На острие ножа
Шрифт:
— Красиво тут у тебя, — сказал я, чтобы что-нибудь сказать.
Тут меня осенило. Меня впервые с самого детства пригласили в трефовый дом. Странное ощущение. Я не мог избавиться от чувства, что мне здесь быть не полагается. Это как-то неправильно. Как будто мне тут небезопасно.
— Кухня вон там. — Кара повела меня в дом.
Я следом за ней прошел в небольшую, но грамотно обставленную кухню с кремовыми стенами и дубовыми шкафчиками. Пол был из светлого камня.
— Классный у тебя дом, — сказал я. —
— Да, неплохо. — Кара пожала плечами. — Хотя, должна признаться, этот дом я купила на деньги, которые мне достались по наследству.
— Богатый дядюшка? — Я усмехнулся, чтобы скрыть яд в голосе.
— Нет. У меня папа умер от инфаркта четыре года назад. Я купила дом на деньги, которые получила по страховке.
— А, понятно. Грустно.
Кара хмыкнула с деланой небрежностью:
— Он до этого довольно долго болел.
— Все равно, наверное, тяжело.
Я вспомнил собственного отца. Не то чтобы я его вспоминаю каждый день, но, когда вспоминаю, по-прежнему горько. Очень.
Кара открыла холодильник и достала бутылку вина.
— Ни в чем себе не отказывай, — сказала она, придержав передо мной дверцу.
Я заглянул в один из самых отменно набитых холодильников, какие только видел, и так и сказал.
— Должна признаться, в обеденный перерыв я обчистила супермаркет, чтобы тебе было из чего готовить, — сообщила Кара.
Я обернулся и посмотрел на нее, не понимая, зачем ей было трудиться. Она так смутилась, улыбнувшись мне, что я невольно улыбнулся в ответ. И тут я вспомнил, зачем пришел — и кто она такая. И хотя снаружи продолжал улыбаться, внутри улыбка погасла.
Я взял двух сибасов, отрубил им головы, помыл, натер пряностями и отправил в духовку.
— А зачем головы отрубать? — поинтересовалась Кара.
— Не могу есть рыбу с головой, — честно ответил я. — Они на меня так смотрят, будто говорят: «Как ты мог?!»
Кара посмеялась и встряхнула головой:
— Какой ты странный, однако!
И я в ответ тоже посмеялся — совершенно искренне.

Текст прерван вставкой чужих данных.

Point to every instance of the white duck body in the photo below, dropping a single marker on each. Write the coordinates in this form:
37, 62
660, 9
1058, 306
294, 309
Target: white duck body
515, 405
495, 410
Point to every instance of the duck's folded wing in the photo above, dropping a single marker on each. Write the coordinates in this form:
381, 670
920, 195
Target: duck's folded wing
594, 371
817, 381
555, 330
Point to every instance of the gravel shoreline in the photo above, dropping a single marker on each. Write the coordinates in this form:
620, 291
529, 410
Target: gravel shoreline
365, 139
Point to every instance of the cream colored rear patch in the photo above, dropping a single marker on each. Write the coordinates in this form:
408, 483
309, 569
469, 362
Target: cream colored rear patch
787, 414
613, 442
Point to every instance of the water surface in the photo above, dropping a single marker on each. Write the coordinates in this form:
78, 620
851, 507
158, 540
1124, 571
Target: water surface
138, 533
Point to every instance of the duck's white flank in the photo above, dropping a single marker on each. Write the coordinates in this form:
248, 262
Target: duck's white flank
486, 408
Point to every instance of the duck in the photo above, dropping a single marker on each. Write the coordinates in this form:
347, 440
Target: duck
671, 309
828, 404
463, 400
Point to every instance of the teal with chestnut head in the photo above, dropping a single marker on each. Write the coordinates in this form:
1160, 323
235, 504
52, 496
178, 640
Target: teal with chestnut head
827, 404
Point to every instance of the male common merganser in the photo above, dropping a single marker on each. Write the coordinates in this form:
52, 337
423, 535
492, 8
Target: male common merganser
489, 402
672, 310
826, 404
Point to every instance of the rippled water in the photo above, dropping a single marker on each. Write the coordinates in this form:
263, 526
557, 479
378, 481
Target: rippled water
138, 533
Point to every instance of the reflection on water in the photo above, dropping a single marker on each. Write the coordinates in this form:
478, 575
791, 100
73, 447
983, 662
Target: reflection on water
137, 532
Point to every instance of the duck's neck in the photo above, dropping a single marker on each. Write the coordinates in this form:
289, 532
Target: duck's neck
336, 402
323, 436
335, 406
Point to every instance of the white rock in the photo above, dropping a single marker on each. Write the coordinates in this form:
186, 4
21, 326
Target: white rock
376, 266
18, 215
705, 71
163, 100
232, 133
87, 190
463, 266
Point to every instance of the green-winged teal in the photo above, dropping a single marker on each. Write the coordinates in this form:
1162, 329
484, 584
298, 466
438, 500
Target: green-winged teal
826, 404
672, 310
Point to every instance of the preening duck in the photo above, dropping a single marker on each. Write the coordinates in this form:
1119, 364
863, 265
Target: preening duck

Но отвернулся первым. Бросил несколько молодых картофелин в кастрюлю с кипящей водой, пока Кара нарезала салат. Мы оба прихлебывали пино-гриджио из бокалов. Кара включила музыку — рок, один из моих любимых исполнителей. Это нулёвая музыка в мою честь или Каре и в самом деле нравится?

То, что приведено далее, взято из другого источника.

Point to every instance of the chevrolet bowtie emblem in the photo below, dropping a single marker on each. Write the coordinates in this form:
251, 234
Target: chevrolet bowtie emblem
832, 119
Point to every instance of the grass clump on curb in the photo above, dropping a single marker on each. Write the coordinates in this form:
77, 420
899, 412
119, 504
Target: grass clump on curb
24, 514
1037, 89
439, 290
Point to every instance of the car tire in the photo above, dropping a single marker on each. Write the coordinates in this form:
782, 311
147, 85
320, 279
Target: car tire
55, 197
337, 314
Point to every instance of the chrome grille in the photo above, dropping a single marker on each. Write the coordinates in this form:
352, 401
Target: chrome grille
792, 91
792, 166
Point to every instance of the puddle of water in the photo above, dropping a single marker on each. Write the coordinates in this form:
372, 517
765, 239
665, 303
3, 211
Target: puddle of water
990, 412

— Тебе правда нравятся «Шершни»? — не сдержался я.
— Да, очень. Обожаю рок и уайт-метал.
— А я думал, ты больше по джазу, этно, классике и всему такому, — сказал я.
Кара склонила голову к плечу и пристально поглядела на меня:
— В смысле, Крестовая музыка как противоположность нулёвой?
— Ну да, примерно.
— Неужели ты из тех, кто считает, что Крестовую музыку могут оценить только Кресты, а нулёвую должны слушать только Нули?

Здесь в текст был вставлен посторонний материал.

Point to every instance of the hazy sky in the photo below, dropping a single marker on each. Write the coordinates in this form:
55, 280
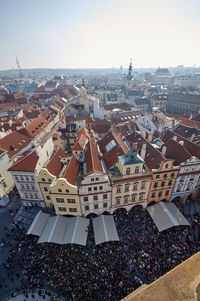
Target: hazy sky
99, 33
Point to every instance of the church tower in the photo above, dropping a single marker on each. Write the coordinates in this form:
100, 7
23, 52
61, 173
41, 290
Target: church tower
129, 76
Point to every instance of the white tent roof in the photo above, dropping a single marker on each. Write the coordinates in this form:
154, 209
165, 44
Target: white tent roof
38, 224
104, 229
166, 215
59, 229
76, 231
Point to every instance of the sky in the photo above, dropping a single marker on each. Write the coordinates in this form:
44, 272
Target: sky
99, 33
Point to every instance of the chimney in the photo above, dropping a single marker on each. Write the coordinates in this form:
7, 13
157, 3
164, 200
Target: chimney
143, 151
164, 149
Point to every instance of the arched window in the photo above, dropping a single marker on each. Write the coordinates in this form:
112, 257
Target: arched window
137, 169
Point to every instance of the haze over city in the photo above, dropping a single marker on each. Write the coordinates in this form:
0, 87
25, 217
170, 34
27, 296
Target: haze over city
102, 34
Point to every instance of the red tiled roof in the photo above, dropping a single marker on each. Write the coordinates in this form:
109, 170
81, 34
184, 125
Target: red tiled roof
176, 151
10, 106
36, 126
27, 163
191, 147
153, 157
72, 171
84, 132
80, 143
111, 157
54, 166
92, 160
14, 142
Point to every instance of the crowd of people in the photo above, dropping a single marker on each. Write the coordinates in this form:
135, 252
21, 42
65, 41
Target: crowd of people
109, 271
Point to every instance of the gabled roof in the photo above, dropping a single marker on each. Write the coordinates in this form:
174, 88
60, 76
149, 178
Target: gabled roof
111, 147
14, 143
84, 132
54, 166
92, 159
72, 171
27, 163
80, 143
153, 157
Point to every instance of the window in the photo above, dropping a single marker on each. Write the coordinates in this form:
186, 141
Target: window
137, 169
60, 200
118, 201
72, 210
62, 209
141, 196
126, 188
135, 186
125, 199
155, 185
143, 184
133, 197
119, 189
71, 201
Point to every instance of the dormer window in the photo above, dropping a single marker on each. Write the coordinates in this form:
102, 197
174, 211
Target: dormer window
137, 169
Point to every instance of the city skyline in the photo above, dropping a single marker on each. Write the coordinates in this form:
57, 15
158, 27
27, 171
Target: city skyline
90, 34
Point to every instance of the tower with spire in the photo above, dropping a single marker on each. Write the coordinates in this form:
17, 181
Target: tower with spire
129, 76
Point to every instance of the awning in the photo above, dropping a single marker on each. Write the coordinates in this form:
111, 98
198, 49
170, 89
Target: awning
76, 231
166, 215
59, 229
38, 224
104, 229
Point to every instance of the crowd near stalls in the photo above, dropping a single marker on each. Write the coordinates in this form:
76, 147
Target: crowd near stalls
108, 271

— Нет-нет, — ответил я. — Просто
— Согласна, — тут же кивнула Кара. — Раскручивать нужно лучшую версию, кто бы ее ни спел.
— А в жизни получается иначе, правда? — Я чувствовал, что сейчас оседлаю любимого конька. — Возьми, к примеру, уайт-метал. Этот музыкальный жанр создан и исполняется нулями. А кто у нас самый знаменитый — и богатый — исполнитель уайт-метала? Де-Коста Бейфенве, Крест.
Кара снова кивнула:
— Тут ты прав. И да, у меня есть диск Де-Косты Бейфенве. Но «Шершней» у меня целых три диска.
— Ну и хорошо. — Я выдавил улыбку. Отпил несколько глотков белого вина, покатав каждый на языке, прежде чем проглотить.
— Как тебе вино? — спросила Кара.
— Неплохо, — ответил я.
Я взял из ящика с приборами маленький, но очень острый нож для овощей и потыкал картошку, сварилась ли. На втором или третьем тычке шестое чувство подсказало мне, что на меня смотрят. Я развернулся и обнаружил, что Кара буравит меня взглядом. Но на сей раз она не отвела глаза, когда я поймал ее за этим занятием.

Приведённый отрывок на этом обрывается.